My utility function has non-zero terms for preferences of other people. If I asked each one of the 3^^^3 people whether they would prefer a dust speck if it would save someone a horrible fifty-year torture, they (my simulation of them) would say YES in 20*3^^^3-feet letters.
gRR
It wouldn’t follows that it is a good idea, or efficient idea. But it would follow that it is the preferred idea, as calculated by my utility function that has non-zero terms for preferences of other people.
Fortunately, my simulation of other people doesn’t suddenly wish to help an arbitrary person by donating a dollar with 99% transaction cost.
My point was that the “SPECKS!!” answer to the original problem, which is intuitively obvious to (I think) most people here, is not necessarily wrong. It can directly follow from expected utility maximization, if the utility function values the choice of people, even if the choice is “economically” suboptimal.
But I am trying to maximize the total utility, just a different one.
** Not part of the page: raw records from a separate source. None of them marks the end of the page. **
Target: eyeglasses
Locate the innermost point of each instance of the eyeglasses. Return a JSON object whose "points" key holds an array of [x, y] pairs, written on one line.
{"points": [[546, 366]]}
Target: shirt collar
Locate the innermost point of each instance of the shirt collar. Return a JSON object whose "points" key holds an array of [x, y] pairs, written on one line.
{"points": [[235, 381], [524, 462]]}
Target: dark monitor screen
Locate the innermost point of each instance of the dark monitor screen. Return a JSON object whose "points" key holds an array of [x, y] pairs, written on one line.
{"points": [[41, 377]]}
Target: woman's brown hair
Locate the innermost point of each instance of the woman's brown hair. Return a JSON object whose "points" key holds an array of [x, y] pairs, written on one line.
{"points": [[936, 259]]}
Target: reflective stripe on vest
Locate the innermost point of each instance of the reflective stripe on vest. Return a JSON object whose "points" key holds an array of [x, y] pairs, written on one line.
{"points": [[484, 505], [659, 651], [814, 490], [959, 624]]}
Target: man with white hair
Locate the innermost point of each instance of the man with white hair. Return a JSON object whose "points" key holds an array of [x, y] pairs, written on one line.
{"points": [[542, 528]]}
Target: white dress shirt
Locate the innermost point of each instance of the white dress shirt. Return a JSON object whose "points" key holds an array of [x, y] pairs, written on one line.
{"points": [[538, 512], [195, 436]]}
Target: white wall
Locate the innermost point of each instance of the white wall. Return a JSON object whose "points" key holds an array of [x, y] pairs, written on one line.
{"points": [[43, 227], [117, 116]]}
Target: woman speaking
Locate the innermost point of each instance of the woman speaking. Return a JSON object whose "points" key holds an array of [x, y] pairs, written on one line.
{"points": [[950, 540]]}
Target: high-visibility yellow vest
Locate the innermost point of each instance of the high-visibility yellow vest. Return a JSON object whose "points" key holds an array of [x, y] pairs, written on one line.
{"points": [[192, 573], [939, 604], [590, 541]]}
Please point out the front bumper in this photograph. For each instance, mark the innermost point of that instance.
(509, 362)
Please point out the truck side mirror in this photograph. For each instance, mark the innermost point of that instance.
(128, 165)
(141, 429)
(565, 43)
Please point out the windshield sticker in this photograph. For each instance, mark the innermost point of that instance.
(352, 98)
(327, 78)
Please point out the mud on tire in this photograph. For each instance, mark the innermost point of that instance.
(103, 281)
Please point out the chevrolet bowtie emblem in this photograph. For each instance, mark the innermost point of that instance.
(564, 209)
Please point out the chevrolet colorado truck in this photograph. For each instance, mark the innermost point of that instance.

Ok, let me put it this way. I will drop the terms for other people’s preferences from my utility function. It is now entirely self-centered. But it still values the good feeling I get if I’m allowed to participate in saving someone from fifty years of torture. The value of this feeling if much more than the miniscule negative utility of a dust speck. Now, assume some reasonable percent of the 3^^^3 people are like me in this respect. Maximizing the total utility for everybody results in: SPECKS!!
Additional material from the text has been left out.